弊社は、2013(平成25)年に、鹿肉の食品としての基礎的研究や、関係諸機関や専門家と連携した応用研究を軸に、教育事業や鹿肉加工品の製造をおこなうことで鹿肉食の普及促進に貢献し、鹿にかかわる学術や文化の発展に寄与する」ことを目的として開業いたしました。

以来、大学機関の生物多様性セミナーとコラボした鹿肉料理教室、鹿肉加工処理施設との業務店向けセミナー、食品会社や食肉加工会社と連携した商品開発、インフラ関連企業等のCSR事業への協力などを行ない、鹿肉に特化した他に類を見ない事業所として活動してきました。平成27年の5月29日の改正鳥獣保護法の施行を機に、以前にもまして研究・教育や商品開発を充実させ、一般消費者への鹿肉食普及の促進や、鹿にかかわる文化の啓蒙活動などにも力を注ぎ、活動の成果を社会へ還元したいと考えています。

食べものには、安心・安全、栄養、美味しさという3大要素があると同時に、わたくしたちの自然や社会とも深く結びついています。鹿肉の利活用はとくにその側面が強く、多くの社会課題を浮き彫りにします。天然の食材である鹿肉は、自然環境の保全とシカの頭数管理の課題と密接にかかわり、全国的にその利活用がもとめられてきました。そして最近では、加工処理におけるガイドライン遵守の推進から、より高い安全性や品質向上への要求が増大しており、食品として鹿肉に求められるものも大きくなっていると捉えています。そして、これら世の中の変化や要求を的確にとらえることは、非常に重要と考えています。

鹿肉食の普及促進はまだ緒についたばかりですが、弊社は「食と健康」をテーマに、ひきつづき食品素材としての研究をおこなってまいります。さらに、科学的エビデンスに基づいた機能性をいかした商品、環境や社会と調和する鹿肉関連食品の開発などをおこない、社会に鹿肉本来の価値を広く提供できるよう活動してまいります。
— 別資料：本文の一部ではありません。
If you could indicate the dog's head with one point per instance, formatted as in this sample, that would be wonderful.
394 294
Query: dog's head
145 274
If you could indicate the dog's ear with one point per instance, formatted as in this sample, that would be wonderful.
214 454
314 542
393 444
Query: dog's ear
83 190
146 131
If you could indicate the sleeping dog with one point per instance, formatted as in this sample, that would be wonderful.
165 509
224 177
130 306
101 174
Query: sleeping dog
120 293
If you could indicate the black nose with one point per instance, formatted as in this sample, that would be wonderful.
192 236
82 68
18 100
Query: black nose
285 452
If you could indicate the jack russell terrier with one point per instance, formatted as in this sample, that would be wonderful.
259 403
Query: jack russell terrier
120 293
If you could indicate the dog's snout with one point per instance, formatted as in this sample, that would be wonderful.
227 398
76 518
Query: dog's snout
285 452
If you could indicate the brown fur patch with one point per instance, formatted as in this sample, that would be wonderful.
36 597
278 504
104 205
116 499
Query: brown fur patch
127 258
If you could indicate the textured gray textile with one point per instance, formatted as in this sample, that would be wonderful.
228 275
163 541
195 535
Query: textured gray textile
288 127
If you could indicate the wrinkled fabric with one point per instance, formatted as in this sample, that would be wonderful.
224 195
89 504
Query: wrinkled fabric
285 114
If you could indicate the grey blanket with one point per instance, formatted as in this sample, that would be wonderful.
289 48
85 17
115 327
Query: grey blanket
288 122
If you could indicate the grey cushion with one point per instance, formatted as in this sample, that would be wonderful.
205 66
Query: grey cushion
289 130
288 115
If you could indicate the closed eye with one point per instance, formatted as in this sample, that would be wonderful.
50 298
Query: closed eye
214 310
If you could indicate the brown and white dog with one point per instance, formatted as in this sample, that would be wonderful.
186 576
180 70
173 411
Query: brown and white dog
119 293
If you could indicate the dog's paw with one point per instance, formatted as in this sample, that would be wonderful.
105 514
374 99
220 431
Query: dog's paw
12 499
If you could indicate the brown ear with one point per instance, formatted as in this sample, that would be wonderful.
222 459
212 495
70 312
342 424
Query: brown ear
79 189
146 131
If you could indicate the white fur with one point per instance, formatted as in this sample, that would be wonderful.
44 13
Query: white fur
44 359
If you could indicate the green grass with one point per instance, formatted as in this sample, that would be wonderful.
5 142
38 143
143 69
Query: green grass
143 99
鹿肉に特化した料理教室「愛deer料理教室」として出発した弊社は、教育事業のほか、鹿肉食の普及促進を目的に、鹿肉加工品の開発・製造に力を注いでまいりました。お取引先様も個人様から団体・企業様へと多様化し、鹿肉以外の地域特産品の加工品開発など、事業内容も拡大してまいりましたので、2016年7月1日よりあたらしい商標「アイディア研究舎」をたちあげました。「アイディア研究舎」の事業内容は、鹿肉を含む、地域特産品などの加工品開発や小ロットOEM受託事業などです。なお、「愛deer料理教室」は教室業に加え、出版など教育関連事業の充実をはかってまいりますので、ひきつづきお引き立ていただきますよう、よろしくお願い申し上げます。